Outros julgados com cargos eletivos
  • Aureo Ribeiro - deputado federal pelo Solidariedade
  • Max Lemos - deputado federal pelo PDT
  • Léo Vieira - deputado estadual pelo Republicanos
  • Bernardo Rossi - secretário estadual de Ambiente
  • Gutemberg de Paula Fonseca - suplente de deputado federal pelo PL
  • Marcos Venissius da Silva Barbosa - suplente de deputado federal pelo Podemos
Acusações e provas
  • Saques - A investigação mapeou a concentração de saques de dinheiro em espécie em locais identificados como redutos eleitorais dos investigados. No total, foram mais de R$ 220 milhões movimentados.
  • Testemunhas - Relatos de nomeados para os cargos confirmaram aos investigadores que atuavam com objetivos eleitorais.
  • TCE - Auditores do Tribunal de Contas também prestaram depoimento, corroboraram que as contratações não passaram por lá e reconheceram que o volume desembolsado com os programas causou surpresa.
  • Aumento de gastos - Um dos pontos centrais é a falta de transparência do método de contratação adotado, aponta o MP. Houve um gasto superlativo com pessoal, “sem qualquer necessidade e/ou situação emergencial que justificasse”.
  • Nomeados com atuação partidária - Entre os nomeados no esquema de “folha secreta”, foram identificadas mais de mil pessoas vinculadas a diretórios de partidos.confirmação do presidente da República)
Cenários

>>> O MP Eleitoral pede a condenação dos nove políticos citados. O cenário de maior impacto político para o estado ocorre se o governador, o vice e o presidente da Alerj perderem os cargos — o que levaria o presidente do Tribunal de Justiça a assumir o governo de forma provisória e convocar novas eleições.

>>> Uma leitura heterodoxa que pode acontecer é a separação entre Castro e Pampolha na condenação. Ou seja, entenderem que o governador precisa ser cassado, mas o vice, não. O próprio MP, apesar de manter o pedido de cassação de Pampolha, pediu para não deixá-lo inelegível caso condenado. A defesa dele argumenta que, caso haja a cassação de Castro, o vice deveria ser preservado.

>>> Também há a hipótese de o colegiado entender que as acusações não justificam a cassação dos investigados.

Se o TRE cassar, eles saem imediatamente?

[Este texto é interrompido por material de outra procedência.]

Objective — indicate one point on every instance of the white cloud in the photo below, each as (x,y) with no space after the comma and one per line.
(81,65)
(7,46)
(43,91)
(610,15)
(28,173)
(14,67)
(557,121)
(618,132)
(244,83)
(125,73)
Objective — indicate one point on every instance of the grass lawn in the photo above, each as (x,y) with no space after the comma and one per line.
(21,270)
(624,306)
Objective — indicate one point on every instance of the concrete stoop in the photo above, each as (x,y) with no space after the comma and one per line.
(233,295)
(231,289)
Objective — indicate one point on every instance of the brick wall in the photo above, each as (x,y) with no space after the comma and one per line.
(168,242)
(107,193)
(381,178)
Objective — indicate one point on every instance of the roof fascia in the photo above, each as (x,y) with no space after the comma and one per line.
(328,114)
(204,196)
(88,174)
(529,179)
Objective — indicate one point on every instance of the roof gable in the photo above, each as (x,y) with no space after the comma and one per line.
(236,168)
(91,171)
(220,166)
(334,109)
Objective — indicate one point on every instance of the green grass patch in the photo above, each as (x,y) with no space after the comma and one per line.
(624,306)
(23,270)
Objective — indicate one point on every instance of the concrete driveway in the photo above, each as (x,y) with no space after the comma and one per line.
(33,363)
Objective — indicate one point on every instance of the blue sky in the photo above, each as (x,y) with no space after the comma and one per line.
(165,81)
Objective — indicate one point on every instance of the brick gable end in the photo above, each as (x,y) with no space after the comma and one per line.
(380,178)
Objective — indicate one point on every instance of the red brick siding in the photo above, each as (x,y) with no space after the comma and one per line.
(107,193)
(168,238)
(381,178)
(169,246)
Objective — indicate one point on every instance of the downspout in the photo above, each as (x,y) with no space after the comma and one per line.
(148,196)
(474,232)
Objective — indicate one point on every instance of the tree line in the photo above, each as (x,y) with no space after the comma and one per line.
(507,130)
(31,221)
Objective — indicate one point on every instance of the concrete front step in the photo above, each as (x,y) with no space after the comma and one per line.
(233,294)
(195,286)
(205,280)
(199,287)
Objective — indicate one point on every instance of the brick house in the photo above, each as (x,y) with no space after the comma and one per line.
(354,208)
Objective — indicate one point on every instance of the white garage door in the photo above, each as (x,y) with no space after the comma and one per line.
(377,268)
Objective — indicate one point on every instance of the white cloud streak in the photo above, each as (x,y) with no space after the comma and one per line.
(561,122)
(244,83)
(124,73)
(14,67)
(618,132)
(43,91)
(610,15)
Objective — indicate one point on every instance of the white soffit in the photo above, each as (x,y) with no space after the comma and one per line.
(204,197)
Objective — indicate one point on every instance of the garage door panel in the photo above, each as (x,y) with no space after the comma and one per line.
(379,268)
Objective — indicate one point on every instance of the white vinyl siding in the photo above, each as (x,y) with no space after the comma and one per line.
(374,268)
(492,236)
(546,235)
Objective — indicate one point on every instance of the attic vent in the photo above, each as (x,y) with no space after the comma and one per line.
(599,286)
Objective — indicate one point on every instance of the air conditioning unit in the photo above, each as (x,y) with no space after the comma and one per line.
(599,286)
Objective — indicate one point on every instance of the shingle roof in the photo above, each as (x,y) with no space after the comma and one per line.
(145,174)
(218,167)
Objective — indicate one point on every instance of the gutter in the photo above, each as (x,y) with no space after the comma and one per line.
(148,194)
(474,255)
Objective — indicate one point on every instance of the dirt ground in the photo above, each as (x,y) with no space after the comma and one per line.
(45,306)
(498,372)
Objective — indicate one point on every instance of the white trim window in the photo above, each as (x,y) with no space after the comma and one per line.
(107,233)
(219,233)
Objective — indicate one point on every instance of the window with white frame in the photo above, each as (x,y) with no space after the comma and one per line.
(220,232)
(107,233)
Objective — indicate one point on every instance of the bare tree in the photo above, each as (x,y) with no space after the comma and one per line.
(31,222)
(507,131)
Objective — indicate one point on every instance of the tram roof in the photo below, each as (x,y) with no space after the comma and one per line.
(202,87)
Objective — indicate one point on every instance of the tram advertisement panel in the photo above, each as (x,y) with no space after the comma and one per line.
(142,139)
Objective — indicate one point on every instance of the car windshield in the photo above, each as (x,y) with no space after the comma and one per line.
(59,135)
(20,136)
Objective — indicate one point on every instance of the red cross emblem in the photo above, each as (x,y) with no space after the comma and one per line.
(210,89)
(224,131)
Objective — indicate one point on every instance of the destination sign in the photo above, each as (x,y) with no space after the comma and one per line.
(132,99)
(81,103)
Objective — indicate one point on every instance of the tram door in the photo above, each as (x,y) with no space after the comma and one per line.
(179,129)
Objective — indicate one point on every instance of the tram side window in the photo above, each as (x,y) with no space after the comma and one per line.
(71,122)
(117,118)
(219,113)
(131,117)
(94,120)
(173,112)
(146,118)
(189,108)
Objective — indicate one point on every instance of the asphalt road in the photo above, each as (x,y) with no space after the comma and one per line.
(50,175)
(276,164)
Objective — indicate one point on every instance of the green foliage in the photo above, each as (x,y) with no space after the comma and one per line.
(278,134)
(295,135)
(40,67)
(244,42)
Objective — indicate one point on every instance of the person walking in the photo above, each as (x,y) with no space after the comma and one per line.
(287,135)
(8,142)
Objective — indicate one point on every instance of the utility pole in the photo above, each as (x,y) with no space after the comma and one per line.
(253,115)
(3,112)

Não. O imbróglio jurídico é complexo. Mesmo se o TRE tiver maioria pelas cassações e tomar a decisão, há um efeito suspensivo que permite os acusados se manterem nos cargos até que o Tribunal Superior Eleitoral (TSE) se debruce sobre a decisão.

Como será o julgamento?

Início - A sessão está marcada para começar às 14h.
  • Sustentações - Haverá sustentações orais dos autores das ações que pedem a cassação: o MP e Marcelo Freixo, que perdeu para Castro em 2022. Os advogados também têm 15 minutos para fazer a defesa dos acusados.
  • Voto do relator - O primeiro voto é o do relator, Peterson Barroso Simão. A partir do entendimento dele, os demais julgadores vão avaliar se concordam ou discordam da tese apresentada.
  • Ordem dos votos - Depois do relator, a ordem segue o critério de antiguidade invertida: começa pelos que entraram há menos tempo na Corte e vai até o mais antigo.